[identity profile] yahvah.livejournal.com posting in [community profile] talkpolitics
1) If any state makes any thing a tender in payment of debts which isn't gold and silver coin, then that state has broken the supreme law of the land vis-a-vis Article one Section ten.
2) All fifty states make federal reserve notes a tender in payment of debts.
Therefore:
3) All fifty states have broken the supreme law of the land.

Some of you want to say the U.S. constitution is irrelevant, or the interpretation of the U.S. constitution is somehow fallacious. I'd like to point you to Cornell Law School's site. Notice how there's a hyperlink in section nine for the direct taxes clause, and the link takes you to the sixteenth amendment. The U.S. went through the amendment process to invalidate an original law of the constitution, but the Federal Reserve Act merely went through Congress and then to the President's desk. The exact same thing happens with the war on drugs. We amend the constitution to prohibit alcohol, but we don't amend the constitution to prohibit a less harmful drug like marijuana.

Where's the irrefutable logic which shows how the U.S. doesn't have to amend the constitution?

(no subject)

Date: 10/2/10 03:42 (UTC)
ext_2661: (Default)
From: [identity profile] jennem.livejournal.com
You're not making any sense.

It has to be consistent with the fact that only the feds can coin money and regulate the value thereof, which means, really, the only thing the states can consider money is what the feds make.

I'd say, that's a "yes." What that has to do with your interpretation on the limit of the federal government's power to create legal tender only in the form of a metallurgical coin, I'm not sure.

At any rate, I'm going to bed. I think my position is pretty well established in the 10+ comments that have been made.
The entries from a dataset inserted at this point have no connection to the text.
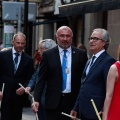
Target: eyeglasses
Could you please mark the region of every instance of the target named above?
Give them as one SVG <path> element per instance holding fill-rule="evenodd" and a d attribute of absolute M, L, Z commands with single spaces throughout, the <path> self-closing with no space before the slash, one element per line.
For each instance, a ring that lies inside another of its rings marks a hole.
<path fill-rule="evenodd" d="M 88 39 L 89 40 L 94 40 L 94 41 L 102 40 L 101 38 L 98 38 L 98 37 L 90 37 Z"/>

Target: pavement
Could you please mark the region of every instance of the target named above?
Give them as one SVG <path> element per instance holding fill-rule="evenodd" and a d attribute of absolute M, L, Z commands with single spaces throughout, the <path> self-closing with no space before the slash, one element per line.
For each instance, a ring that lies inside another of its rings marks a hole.
<path fill-rule="evenodd" d="M 31 107 L 23 109 L 22 120 L 36 120 L 35 113 L 33 113 Z"/>

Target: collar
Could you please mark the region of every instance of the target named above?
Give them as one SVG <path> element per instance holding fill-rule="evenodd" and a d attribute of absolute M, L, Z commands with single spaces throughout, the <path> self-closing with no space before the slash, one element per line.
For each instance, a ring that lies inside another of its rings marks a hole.
<path fill-rule="evenodd" d="M 100 52 L 96 53 L 96 54 L 93 55 L 93 56 L 95 56 L 96 58 L 98 58 L 104 51 L 105 51 L 105 50 L 101 50 Z"/>

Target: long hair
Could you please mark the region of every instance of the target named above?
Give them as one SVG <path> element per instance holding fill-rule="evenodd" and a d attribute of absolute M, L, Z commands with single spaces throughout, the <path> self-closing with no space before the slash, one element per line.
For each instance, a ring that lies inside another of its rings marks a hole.
<path fill-rule="evenodd" d="M 117 60 L 120 61 L 120 45 L 118 46 Z"/>

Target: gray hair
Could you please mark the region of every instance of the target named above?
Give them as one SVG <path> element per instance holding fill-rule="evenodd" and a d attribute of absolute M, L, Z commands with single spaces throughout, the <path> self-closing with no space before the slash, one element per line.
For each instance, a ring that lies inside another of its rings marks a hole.
<path fill-rule="evenodd" d="M 105 44 L 104 48 L 105 48 L 105 50 L 107 50 L 107 49 L 108 49 L 108 46 L 109 46 L 109 44 L 110 44 L 110 41 L 111 41 L 111 38 L 110 38 L 110 36 L 109 36 L 108 31 L 105 30 L 105 29 L 102 29 L 102 28 L 96 28 L 96 29 L 93 30 L 93 32 L 102 33 L 102 38 L 101 38 L 101 39 L 102 39 L 103 41 L 106 41 L 106 44 Z"/>
<path fill-rule="evenodd" d="M 56 46 L 55 41 L 52 40 L 52 39 L 44 39 L 44 40 L 41 40 L 41 41 L 39 42 L 39 44 L 42 43 L 42 42 L 43 42 L 42 47 L 45 48 L 45 49 L 51 49 L 51 48 L 53 48 L 53 47 Z"/>

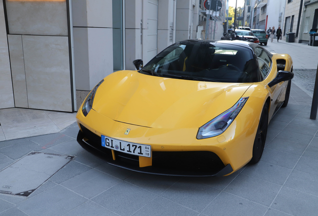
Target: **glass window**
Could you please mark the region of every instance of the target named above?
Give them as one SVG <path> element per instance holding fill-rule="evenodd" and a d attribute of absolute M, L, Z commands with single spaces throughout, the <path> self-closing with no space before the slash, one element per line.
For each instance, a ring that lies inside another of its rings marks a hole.
<path fill-rule="evenodd" d="M 256 48 L 255 54 L 258 56 L 258 62 L 262 78 L 264 78 L 270 72 L 272 60 L 262 48 Z"/>
<path fill-rule="evenodd" d="M 262 7 L 262 8 L 260 8 L 260 12 L 262 14 L 265 14 L 266 12 L 266 9 L 267 7 L 266 6 L 263 6 Z"/>
<path fill-rule="evenodd" d="M 259 81 L 256 62 L 248 48 L 206 41 L 174 44 L 140 72 L 178 79 L 222 82 Z"/>

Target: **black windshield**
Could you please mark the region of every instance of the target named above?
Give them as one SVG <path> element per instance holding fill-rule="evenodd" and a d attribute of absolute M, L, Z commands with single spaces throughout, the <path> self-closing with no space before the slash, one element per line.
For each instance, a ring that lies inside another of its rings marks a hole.
<path fill-rule="evenodd" d="M 252 52 L 248 48 L 209 41 L 186 40 L 164 50 L 140 72 L 202 81 L 252 82 L 258 82 L 256 68 Z"/>

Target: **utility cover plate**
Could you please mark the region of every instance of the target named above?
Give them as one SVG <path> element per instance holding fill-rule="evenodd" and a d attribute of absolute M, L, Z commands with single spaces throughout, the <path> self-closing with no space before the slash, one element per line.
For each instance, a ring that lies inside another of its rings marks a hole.
<path fill-rule="evenodd" d="M 73 158 L 32 152 L 0 172 L 0 193 L 28 196 Z"/>

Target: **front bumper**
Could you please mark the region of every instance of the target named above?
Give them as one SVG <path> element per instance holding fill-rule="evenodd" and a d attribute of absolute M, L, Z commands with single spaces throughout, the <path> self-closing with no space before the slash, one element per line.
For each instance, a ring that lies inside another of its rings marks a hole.
<path fill-rule="evenodd" d="M 118 167 L 140 172 L 184 176 L 221 176 L 233 172 L 230 164 L 224 166 L 216 154 L 203 151 L 152 152 L 152 166 L 140 167 L 138 157 L 112 152 L 102 147 L 100 136 L 80 126 L 84 132 L 78 132 L 77 141 L 80 144 L 99 158 Z"/>

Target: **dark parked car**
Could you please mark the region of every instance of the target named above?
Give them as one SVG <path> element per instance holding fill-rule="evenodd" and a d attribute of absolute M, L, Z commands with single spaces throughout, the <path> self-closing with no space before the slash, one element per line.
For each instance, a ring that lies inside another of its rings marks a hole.
<path fill-rule="evenodd" d="M 235 32 L 227 33 L 221 38 L 222 40 L 248 40 L 256 44 L 260 42 L 258 38 L 251 31 L 248 30 L 236 30 Z"/>
<path fill-rule="evenodd" d="M 252 32 L 255 36 L 258 37 L 260 40 L 260 44 L 263 44 L 265 46 L 267 45 L 267 41 L 268 40 L 268 36 L 266 34 L 265 30 L 252 30 Z"/>

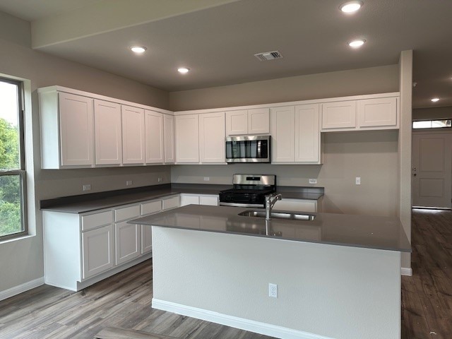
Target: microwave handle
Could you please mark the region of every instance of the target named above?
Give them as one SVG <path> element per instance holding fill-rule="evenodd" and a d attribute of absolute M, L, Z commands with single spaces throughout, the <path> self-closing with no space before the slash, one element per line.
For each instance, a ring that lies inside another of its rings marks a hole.
<path fill-rule="evenodd" d="M 262 141 L 259 140 L 257 142 L 257 157 L 258 159 L 260 159 L 261 157 L 261 154 L 262 153 L 261 151 L 261 145 L 262 145 Z"/>

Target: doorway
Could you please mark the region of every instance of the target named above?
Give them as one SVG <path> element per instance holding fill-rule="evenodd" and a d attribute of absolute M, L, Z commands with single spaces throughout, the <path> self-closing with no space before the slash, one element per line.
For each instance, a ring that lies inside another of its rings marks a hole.
<path fill-rule="evenodd" d="M 452 133 L 413 131 L 412 207 L 451 208 Z"/>

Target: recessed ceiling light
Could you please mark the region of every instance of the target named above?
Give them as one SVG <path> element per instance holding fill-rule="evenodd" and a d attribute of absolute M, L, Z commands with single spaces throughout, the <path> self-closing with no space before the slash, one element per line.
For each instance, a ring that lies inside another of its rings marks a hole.
<path fill-rule="evenodd" d="M 179 73 L 182 73 L 182 74 L 185 74 L 186 73 L 189 73 L 190 71 L 190 69 L 187 69 L 186 67 L 179 67 L 177 69 L 177 71 Z"/>
<path fill-rule="evenodd" d="M 361 46 L 362 46 L 363 44 L 364 44 L 365 42 L 366 42 L 366 40 L 364 40 L 364 39 L 357 39 L 356 40 L 350 41 L 348 43 L 348 45 L 350 47 L 358 48 L 358 47 L 360 47 Z"/>
<path fill-rule="evenodd" d="M 347 1 L 339 6 L 344 13 L 355 13 L 362 6 L 362 1 Z"/>
<path fill-rule="evenodd" d="M 132 52 L 135 53 L 138 53 L 138 54 L 144 53 L 146 51 L 146 49 L 148 49 L 144 46 L 131 46 L 130 49 L 131 49 Z"/>
<path fill-rule="evenodd" d="M 354 13 L 359 9 L 362 6 L 362 1 L 348 1 L 340 5 L 339 9 L 344 13 Z"/>

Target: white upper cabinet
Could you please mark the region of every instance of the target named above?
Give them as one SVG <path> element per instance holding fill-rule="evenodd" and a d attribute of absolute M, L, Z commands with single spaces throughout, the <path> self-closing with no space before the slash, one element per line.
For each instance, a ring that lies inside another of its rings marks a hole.
<path fill-rule="evenodd" d="M 256 108 L 226 112 L 226 135 L 268 134 L 270 109 Z"/>
<path fill-rule="evenodd" d="M 295 106 L 295 162 L 321 163 L 319 119 L 319 104 Z"/>
<path fill-rule="evenodd" d="M 397 98 L 367 99 L 358 102 L 359 129 L 398 128 Z"/>
<path fill-rule="evenodd" d="M 354 129 L 356 106 L 356 100 L 322 104 L 322 130 Z"/>
<path fill-rule="evenodd" d="M 146 163 L 158 164 L 165 160 L 163 153 L 163 114 L 145 110 Z"/>
<path fill-rule="evenodd" d="M 61 86 L 38 94 L 42 168 L 174 162 L 172 112 Z"/>
<path fill-rule="evenodd" d="M 163 135 L 165 144 L 165 162 L 172 164 L 176 161 L 174 151 L 174 117 L 163 114 Z"/>
<path fill-rule="evenodd" d="M 93 100 L 59 93 L 59 121 L 61 165 L 92 165 Z"/>
<path fill-rule="evenodd" d="M 121 165 L 121 105 L 95 100 L 94 126 L 95 165 Z"/>
<path fill-rule="evenodd" d="M 144 109 L 123 105 L 122 162 L 129 165 L 145 163 Z"/>
<path fill-rule="evenodd" d="M 198 121 L 198 114 L 176 117 L 176 162 L 199 162 Z"/>
<path fill-rule="evenodd" d="M 248 134 L 248 109 L 226 112 L 226 135 L 244 136 Z"/>
<path fill-rule="evenodd" d="M 225 112 L 199 114 L 201 162 L 225 162 Z"/>
<path fill-rule="evenodd" d="M 295 161 L 295 121 L 294 106 L 271 109 L 272 162 Z"/>
<path fill-rule="evenodd" d="M 322 104 L 321 131 L 397 129 L 398 95 Z"/>
<path fill-rule="evenodd" d="M 270 133 L 270 109 L 256 108 L 248 109 L 248 133 L 268 134 Z"/>
<path fill-rule="evenodd" d="M 82 95 L 40 93 L 42 168 L 94 165 L 93 105 Z"/>
<path fill-rule="evenodd" d="M 319 104 L 271 109 L 272 163 L 321 162 Z"/>

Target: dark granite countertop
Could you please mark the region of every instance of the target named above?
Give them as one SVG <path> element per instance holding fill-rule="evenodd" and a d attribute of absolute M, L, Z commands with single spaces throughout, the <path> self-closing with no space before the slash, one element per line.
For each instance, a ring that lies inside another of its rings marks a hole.
<path fill-rule="evenodd" d="M 249 208 L 189 205 L 129 221 L 130 223 L 278 239 L 410 252 L 411 246 L 396 218 L 309 213 L 313 220 L 245 217 Z"/>
<path fill-rule="evenodd" d="M 55 212 L 84 213 L 179 194 L 218 194 L 220 191 L 232 187 L 232 185 L 167 184 L 42 200 L 40 208 Z M 278 187 L 278 193 L 282 194 L 282 198 L 318 200 L 323 196 L 323 189 L 281 186 Z"/>

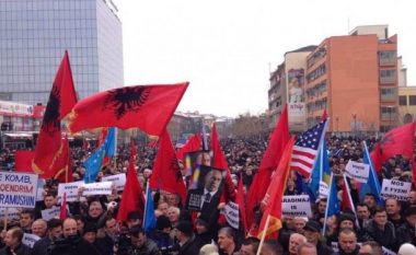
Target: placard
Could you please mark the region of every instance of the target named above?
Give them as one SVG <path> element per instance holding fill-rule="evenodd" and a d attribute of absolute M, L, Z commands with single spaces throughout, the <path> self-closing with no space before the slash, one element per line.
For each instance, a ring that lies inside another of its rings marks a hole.
<path fill-rule="evenodd" d="M 112 182 L 83 184 L 84 192 L 82 196 L 111 195 L 113 193 L 112 185 Z"/>
<path fill-rule="evenodd" d="M 36 234 L 24 233 L 23 239 L 22 239 L 22 243 L 30 246 L 31 248 L 33 248 L 33 245 L 35 245 L 35 243 L 39 240 L 41 240 L 41 237 L 37 236 Z"/>
<path fill-rule="evenodd" d="M 0 207 L 34 208 L 37 174 L 0 172 Z"/>
<path fill-rule="evenodd" d="M 345 166 L 345 174 L 357 182 L 368 183 L 370 165 L 350 160 Z"/>
<path fill-rule="evenodd" d="M 20 210 L 16 208 L 0 208 L 0 219 L 5 217 L 5 210 L 8 211 L 9 220 L 19 220 L 20 219 Z"/>
<path fill-rule="evenodd" d="M 58 202 L 63 197 L 63 193 L 67 193 L 67 201 L 77 201 L 78 189 L 84 184 L 83 181 L 73 183 L 60 183 L 58 185 Z"/>
<path fill-rule="evenodd" d="M 282 216 L 312 218 L 311 201 L 308 195 L 284 196 Z"/>
<path fill-rule="evenodd" d="M 117 192 L 124 190 L 126 186 L 126 174 L 109 175 L 101 178 L 102 182 L 112 182 Z"/>
<path fill-rule="evenodd" d="M 59 216 L 60 207 L 53 206 L 50 209 L 42 210 L 42 219 L 48 221 Z"/>
<path fill-rule="evenodd" d="M 381 196 L 384 199 L 395 198 L 401 201 L 408 200 L 408 194 L 411 193 L 412 183 L 401 182 L 397 179 L 383 179 L 381 187 Z"/>
<path fill-rule="evenodd" d="M 226 216 L 227 222 L 231 225 L 231 228 L 239 229 L 240 223 L 240 211 L 239 205 L 235 202 L 229 201 L 222 213 Z"/>

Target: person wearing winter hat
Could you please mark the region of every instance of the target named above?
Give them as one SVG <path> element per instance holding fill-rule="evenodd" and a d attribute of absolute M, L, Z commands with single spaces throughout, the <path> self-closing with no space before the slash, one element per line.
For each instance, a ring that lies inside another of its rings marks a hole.
<path fill-rule="evenodd" d="M 413 244 L 405 243 L 398 248 L 397 255 L 415 255 L 416 247 Z"/>
<path fill-rule="evenodd" d="M 84 225 L 84 232 L 82 234 L 82 237 L 93 244 L 96 240 L 96 232 L 97 232 L 97 229 L 96 229 L 96 225 L 94 223 L 90 223 L 88 222 L 85 225 Z"/>
<path fill-rule="evenodd" d="M 173 251 L 174 241 L 170 235 L 171 222 L 167 217 L 160 216 L 157 219 L 155 230 L 149 233 L 149 239 L 153 240 L 162 255 L 169 255 Z"/>
<path fill-rule="evenodd" d="M 213 244 L 206 244 L 200 248 L 199 255 L 219 255 L 218 247 Z"/>
<path fill-rule="evenodd" d="M 175 225 L 175 237 L 178 241 L 180 255 L 195 255 L 199 253 L 201 242 L 195 236 L 189 221 L 180 221 Z"/>

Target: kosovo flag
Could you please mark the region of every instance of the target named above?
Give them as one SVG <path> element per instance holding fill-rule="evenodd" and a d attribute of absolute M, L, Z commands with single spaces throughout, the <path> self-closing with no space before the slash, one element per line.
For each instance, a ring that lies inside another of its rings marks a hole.
<path fill-rule="evenodd" d="M 93 183 L 99 175 L 99 172 L 103 165 L 105 157 L 114 157 L 116 147 L 116 129 L 114 127 L 108 129 L 107 136 L 104 142 L 94 151 L 90 158 L 88 158 L 83 165 L 85 166 L 85 183 Z"/>

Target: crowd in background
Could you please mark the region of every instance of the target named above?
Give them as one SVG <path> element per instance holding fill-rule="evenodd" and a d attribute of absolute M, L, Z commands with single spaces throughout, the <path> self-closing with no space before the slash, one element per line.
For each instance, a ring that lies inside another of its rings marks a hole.
<path fill-rule="evenodd" d="M 267 147 L 267 136 L 253 138 L 227 138 L 221 140 L 222 150 L 236 188 L 240 176 L 245 192 L 250 189 Z M 340 175 L 349 160 L 362 162 L 362 139 L 354 137 L 327 137 L 327 151 L 331 171 Z M 366 139 L 369 148 L 377 142 Z M 83 178 L 85 169 L 82 162 L 93 148 L 71 148 L 74 181 Z M 143 186 L 152 173 L 157 148 L 138 142 L 136 169 Z M 117 157 L 100 173 L 106 175 L 126 173 L 129 160 L 129 146 L 120 144 Z M 401 155 L 383 164 L 379 176 L 412 182 L 412 159 Z M 3 149 L 0 165 L 10 170 L 13 165 L 13 151 Z M 296 176 L 288 181 L 287 193 L 296 194 Z M 343 181 L 339 178 L 338 190 Z M 360 200 L 351 185 L 351 195 L 357 215 L 350 211 L 332 217 L 327 222 L 327 232 L 322 235 L 326 199 L 313 202 L 313 218 L 285 218 L 279 237 L 268 240 L 262 245 L 263 255 L 274 254 L 382 254 L 381 246 L 402 255 L 416 254 L 416 193 L 412 192 L 406 202 L 388 199 L 385 205 L 377 205 L 373 194 L 366 194 Z M 178 199 L 169 194 L 155 193 L 155 229 L 145 233 L 142 218 L 137 212 L 128 215 L 126 224 L 119 224 L 117 204 L 123 192 L 114 190 L 109 196 L 82 197 L 69 202 L 72 217 L 61 221 L 45 221 L 41 211 L 59 206 L 57 183 L 47 182 L 44 200 L 34 210 L 22 210 L 19 219 L 8 222 L 8 230 L 1 234 L 1 254 L 241 254 L 253 255 L 259 246 L 258 239 L 245 236 L 244 231 L 234 230 L 227 222 L 210 225 L 203 219 L 193 218 L 183 210 Z M 193 223 L 194 222 L 194 223 Z M 0 224 L 4 227 L 2 221 Z M 258 224 L 258 219 L 257 219 Z M 250 230 L 247 230 L 250 231 Z M 33 248 L 22 244 L 23 233 L 33 233 L 41 237 Z M 361 246 L 359 246 L 361 244 Z M 404 246 L 403 246 L 404 244 Z M 335 246 L 337 246 L 335 248 Z M 335 251 L 334 251 L 335 250 Z M 409 252 L 408 252 L 409 251 Z"/>

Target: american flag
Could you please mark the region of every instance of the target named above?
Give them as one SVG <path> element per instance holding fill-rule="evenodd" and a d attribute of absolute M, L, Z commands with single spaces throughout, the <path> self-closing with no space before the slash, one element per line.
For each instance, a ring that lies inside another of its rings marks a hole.
<path fill-rule="evenodd" d="M 326 119 L 308 129 L 296 139 L 290 167 L 292 171 L 302 174 L 305 178 L 311 176 L 325 124 Z"/>

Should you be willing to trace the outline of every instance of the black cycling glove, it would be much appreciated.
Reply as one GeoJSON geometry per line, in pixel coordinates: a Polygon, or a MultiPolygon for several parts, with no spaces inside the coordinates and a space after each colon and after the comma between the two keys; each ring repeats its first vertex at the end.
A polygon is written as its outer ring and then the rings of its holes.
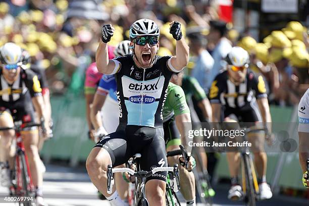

I'm comfortable leaving the conversation as is for others to read and consider.

(no subject)

Date: 10/2/10 12:59 (UTC)
ext_2661: (Default)
From: [identity profile] jennem.livejournal.com
Maybe they should've thought of all those other metals which were already well-used long before they were even born?

Maybe it didn't really matter because states couldn't coin money in the first instance? State's can't make money, and they can't require their citizens to take anything other than gold or silver as legal tender.

The constitution explicitly limited the power of state governments to make legal tender anything other than gold or silver coin. (In addition to counting lower metallurgical elements out, it also counts out all other forms of legal tender, e.g. chickens, cotton, slaves (at that time), etc.) Are you seriously insinuating that such a limitation necessarily extends to limit the power of the federal government? There's a whole section limiting the federal government's power. If the Framers wanted to limit such a power, given the limitation on state power, don't you think they would have? If the Framers wanted "to coin money" to mean and only mean "to coin gold or silver money," don't you think they would have included such words? They obviously thought about using something other than gold or silver when they limited the power of the states.

That's really what you want to rest your argument on: the Constitution limited the states' power, so ergo, the federal government's power must also be limited to a gold and silver standard?